In today’s issue: KFIFO, PCI asynchronous power management concerns, and Transcendent memory.
kfifo. One of the several revived patchsets posted today was an updated version .08 of the “new kqueue API”, posted by Stefani Seibold. The patches provide generic macros providing for kernel FIFO management, in order to have only one full FIFO implementation in the kernel tree. The latest version retains the existing API but also implements in-place FIFOs where the data space is part of the FIFO structure itself.
PCI asynchronous power management concerns. Rafael J. Wysocki posted an RFD inquiring as to general consensus on his ongoing effort to provide asynchronous power management for PCI devices (by suspending and resuming unused devices dynamically when they are not in use) and whether this was really as “dangerous”, in general, as Linus had implied. He specifically wanted to know what provides could exist and what could be done about those problems in order to implement full support for this concept.
Transcendent memory. Dan Magenheimer posted an updated version of his July 2009 “Transcendent memory” patchset, rebased to 2.6.32. This patchset provides support for resizeable memory regions that are opportunistically provided by the kernel to support certain applications and virtual machines, but which may be recalled at any time if memory pressure becomes tight. The basic idea is to provide for cacheing needs of database apps, virtual machines, and the like, while not committing large chunks of memory that cannot be reused. In the latest version, Dan includes fixes, support for btrfs and ext4, and has added some performance measurements that were presented at OLS this year.
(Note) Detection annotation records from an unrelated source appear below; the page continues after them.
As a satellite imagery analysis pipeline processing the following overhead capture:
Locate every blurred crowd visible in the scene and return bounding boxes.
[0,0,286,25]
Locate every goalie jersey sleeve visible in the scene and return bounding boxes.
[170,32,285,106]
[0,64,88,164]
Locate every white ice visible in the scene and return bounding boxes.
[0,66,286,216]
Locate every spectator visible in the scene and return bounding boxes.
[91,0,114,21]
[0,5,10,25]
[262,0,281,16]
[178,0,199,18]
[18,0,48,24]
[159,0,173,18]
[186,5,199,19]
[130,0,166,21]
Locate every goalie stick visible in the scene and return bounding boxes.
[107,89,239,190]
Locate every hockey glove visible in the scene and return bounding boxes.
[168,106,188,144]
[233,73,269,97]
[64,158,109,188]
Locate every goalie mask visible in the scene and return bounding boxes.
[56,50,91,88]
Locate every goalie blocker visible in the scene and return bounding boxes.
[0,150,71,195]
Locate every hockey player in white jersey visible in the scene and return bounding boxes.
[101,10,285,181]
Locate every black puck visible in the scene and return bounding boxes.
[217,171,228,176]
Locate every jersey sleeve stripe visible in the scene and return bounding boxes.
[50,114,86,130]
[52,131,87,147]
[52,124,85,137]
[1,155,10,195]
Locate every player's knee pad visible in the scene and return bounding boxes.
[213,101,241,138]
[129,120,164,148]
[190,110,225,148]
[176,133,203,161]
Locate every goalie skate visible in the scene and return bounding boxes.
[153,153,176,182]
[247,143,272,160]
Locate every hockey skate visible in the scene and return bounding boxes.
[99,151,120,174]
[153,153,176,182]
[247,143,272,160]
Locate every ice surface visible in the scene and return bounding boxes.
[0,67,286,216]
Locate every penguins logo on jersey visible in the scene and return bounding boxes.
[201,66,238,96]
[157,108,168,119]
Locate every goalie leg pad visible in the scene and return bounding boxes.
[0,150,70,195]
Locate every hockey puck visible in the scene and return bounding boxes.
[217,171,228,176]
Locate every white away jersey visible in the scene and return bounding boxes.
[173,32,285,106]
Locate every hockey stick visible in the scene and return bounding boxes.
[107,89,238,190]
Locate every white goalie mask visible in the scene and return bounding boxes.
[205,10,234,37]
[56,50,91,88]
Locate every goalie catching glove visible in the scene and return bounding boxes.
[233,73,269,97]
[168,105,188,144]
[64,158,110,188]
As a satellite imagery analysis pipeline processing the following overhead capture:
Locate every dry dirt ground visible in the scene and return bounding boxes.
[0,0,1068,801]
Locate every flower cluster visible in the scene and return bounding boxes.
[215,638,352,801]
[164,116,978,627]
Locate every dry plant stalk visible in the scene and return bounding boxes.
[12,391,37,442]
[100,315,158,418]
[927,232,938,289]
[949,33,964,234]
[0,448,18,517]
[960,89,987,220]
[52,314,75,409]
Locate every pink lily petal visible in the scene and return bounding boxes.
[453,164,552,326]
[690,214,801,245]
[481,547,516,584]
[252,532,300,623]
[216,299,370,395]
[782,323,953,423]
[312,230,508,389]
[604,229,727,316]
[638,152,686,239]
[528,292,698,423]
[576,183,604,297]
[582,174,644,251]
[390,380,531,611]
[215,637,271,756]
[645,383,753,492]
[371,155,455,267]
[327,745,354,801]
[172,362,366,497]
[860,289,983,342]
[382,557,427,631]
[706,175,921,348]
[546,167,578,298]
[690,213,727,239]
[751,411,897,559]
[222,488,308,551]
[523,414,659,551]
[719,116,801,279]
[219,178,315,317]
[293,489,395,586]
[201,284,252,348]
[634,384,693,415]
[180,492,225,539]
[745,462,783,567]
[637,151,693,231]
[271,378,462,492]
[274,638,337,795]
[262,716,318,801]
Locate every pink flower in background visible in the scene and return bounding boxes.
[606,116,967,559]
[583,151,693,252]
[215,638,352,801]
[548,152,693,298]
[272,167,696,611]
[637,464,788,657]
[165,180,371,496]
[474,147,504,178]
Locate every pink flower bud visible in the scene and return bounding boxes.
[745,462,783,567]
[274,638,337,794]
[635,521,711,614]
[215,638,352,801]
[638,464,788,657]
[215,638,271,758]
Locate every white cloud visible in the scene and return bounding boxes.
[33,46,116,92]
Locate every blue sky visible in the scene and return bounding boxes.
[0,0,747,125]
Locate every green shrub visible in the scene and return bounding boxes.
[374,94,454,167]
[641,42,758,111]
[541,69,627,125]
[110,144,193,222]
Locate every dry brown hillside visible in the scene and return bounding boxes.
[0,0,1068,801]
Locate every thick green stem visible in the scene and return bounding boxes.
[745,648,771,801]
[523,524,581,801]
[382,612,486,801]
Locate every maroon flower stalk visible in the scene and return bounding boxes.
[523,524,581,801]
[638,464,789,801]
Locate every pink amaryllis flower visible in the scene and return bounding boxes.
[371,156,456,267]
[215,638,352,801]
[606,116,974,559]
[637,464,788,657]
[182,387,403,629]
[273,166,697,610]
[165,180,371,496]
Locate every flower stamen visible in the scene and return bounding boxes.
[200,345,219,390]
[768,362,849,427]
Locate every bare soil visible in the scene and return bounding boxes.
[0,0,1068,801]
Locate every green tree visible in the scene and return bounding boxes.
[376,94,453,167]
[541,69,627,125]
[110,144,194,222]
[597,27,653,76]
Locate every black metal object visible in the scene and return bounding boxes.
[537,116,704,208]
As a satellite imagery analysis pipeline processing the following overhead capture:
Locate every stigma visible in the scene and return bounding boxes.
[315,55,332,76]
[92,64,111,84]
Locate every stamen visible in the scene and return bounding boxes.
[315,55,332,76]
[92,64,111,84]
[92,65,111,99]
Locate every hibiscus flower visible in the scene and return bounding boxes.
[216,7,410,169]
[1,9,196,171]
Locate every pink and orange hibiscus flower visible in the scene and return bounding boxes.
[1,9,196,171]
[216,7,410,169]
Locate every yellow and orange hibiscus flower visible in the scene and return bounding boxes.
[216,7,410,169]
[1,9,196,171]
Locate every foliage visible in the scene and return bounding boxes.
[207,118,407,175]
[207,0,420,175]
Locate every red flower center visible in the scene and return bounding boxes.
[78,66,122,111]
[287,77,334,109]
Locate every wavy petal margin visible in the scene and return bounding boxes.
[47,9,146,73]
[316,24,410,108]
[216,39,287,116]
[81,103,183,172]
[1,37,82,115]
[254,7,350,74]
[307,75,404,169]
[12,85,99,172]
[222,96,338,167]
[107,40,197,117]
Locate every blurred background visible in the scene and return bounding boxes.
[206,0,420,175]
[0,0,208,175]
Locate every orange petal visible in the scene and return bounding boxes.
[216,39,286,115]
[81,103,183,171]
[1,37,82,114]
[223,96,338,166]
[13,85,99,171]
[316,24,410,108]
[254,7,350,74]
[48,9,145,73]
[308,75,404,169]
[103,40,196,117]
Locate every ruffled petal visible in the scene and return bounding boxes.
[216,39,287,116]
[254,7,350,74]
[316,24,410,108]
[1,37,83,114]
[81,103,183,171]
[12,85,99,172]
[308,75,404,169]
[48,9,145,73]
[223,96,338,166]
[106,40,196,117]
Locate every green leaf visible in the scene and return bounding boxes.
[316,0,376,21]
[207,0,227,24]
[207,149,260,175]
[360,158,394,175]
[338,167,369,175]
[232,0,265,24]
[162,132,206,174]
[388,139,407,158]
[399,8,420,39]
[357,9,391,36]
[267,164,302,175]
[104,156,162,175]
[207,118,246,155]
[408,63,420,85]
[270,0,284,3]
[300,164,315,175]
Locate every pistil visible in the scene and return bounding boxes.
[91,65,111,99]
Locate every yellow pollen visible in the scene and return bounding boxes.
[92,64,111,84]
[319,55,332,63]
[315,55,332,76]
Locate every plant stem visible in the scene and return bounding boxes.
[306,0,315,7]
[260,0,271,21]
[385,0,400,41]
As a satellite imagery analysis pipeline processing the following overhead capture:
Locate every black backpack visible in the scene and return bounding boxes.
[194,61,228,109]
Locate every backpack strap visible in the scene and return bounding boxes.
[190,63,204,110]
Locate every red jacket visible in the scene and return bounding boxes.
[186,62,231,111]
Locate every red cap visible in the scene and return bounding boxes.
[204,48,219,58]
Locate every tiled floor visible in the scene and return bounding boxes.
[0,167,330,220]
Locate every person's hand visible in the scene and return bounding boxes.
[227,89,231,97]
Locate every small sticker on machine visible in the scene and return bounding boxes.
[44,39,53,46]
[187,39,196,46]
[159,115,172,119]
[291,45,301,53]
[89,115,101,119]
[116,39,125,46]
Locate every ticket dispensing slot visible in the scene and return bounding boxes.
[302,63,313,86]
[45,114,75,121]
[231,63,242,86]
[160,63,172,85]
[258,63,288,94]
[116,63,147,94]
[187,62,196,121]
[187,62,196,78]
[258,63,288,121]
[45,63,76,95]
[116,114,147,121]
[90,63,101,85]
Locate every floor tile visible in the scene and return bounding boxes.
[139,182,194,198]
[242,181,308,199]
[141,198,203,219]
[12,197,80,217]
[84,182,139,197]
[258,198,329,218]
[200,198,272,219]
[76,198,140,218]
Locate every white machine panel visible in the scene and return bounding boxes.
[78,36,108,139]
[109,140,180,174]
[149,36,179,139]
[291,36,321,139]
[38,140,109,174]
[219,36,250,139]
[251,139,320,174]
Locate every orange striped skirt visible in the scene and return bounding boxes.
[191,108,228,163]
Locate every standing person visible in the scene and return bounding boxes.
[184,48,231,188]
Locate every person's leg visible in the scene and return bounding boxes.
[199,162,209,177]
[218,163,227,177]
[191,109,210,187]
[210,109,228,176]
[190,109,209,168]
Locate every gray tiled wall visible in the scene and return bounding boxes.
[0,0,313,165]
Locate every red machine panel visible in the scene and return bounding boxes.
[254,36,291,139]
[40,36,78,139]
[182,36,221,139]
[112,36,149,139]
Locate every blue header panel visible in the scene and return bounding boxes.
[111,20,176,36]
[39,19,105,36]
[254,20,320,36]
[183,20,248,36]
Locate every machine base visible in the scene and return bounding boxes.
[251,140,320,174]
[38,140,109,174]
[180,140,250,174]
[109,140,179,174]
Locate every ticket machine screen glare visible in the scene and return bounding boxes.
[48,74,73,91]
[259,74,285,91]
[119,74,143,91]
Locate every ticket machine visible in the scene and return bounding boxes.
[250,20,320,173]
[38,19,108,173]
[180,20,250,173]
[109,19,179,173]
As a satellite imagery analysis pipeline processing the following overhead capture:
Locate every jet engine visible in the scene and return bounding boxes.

On another VM note, Hiroyuki Kamezawa posted some speculative pagefault patches that were based upon the previous “mm accessor updates” patches.
In today’s announcements: Linux 2.6.33-rc1. Linus Torvalds, in announcing that the merge window for 2.6.33 is now closed, posted the first 2.6.33 (rc1) kernel on Thursday evening at 18:05 Best Coast Time (PST). Linus grumbled that developers left their pull requests pretty late this time around, saying, ‘The two-week merge window is _not_ supposed to be “one day merge window after thirteen days of silence”. He says he may try shortening the merge window next time just to catch these people off guard and “unceremoniously” bump their bits to 2.6.35 instead. There were a few last minute pull requests for s390x, wireless, and so forth.
LTTng 0.183/0.183o. Mathieu Desnoyers posted an updated version of the LTTng patches, addressing a minor issue with the OMAP timer code.
The latest kernel release is 2.6.33-rc1.
Greg Kroah-Hartman announced the release of stable kernels 2.6.27.42, 2.6.31.9, and 2.6.32.2.
Torsten Kaiser noted that he again experienced issues with the new support for MSI (Message Signalled Interrupts) in certain SATA drivers (sata_sil24 is new in 2.6.33, but sata_nv was not working either with 2.6.33).
Stephen Rothwell posted a linux-next tree for December 18th. Since Thursday, the m68knommu tree lost its conflict, the ocfs2 tree gained a conflict against Linus’ tree, the build tree lost its merge fix, the fsnotify tree still had a build failure for which Stephen applied a merge fixup patch, and the tip tree lost its conflict. The total subtree count remained steady at 155 trees, and Stephen let us know that he’s taking a break over the holidays, “most likely, Dec 29″ will be the next linux-next release. No sooner had he sent that than he noticed Linus’ 2.6.33-rc1 posting and did one more rebase for December 19, “so it will be based in -rc1″, albeit with slightly less testing time.
Finally today, Joe Perches posted an updated patch to checkpatch, increasing the warn limit on long lines of program source code to 105 from 80. It seems the VT100 is finally dead to even the last die-hard enthusiasts amongst us.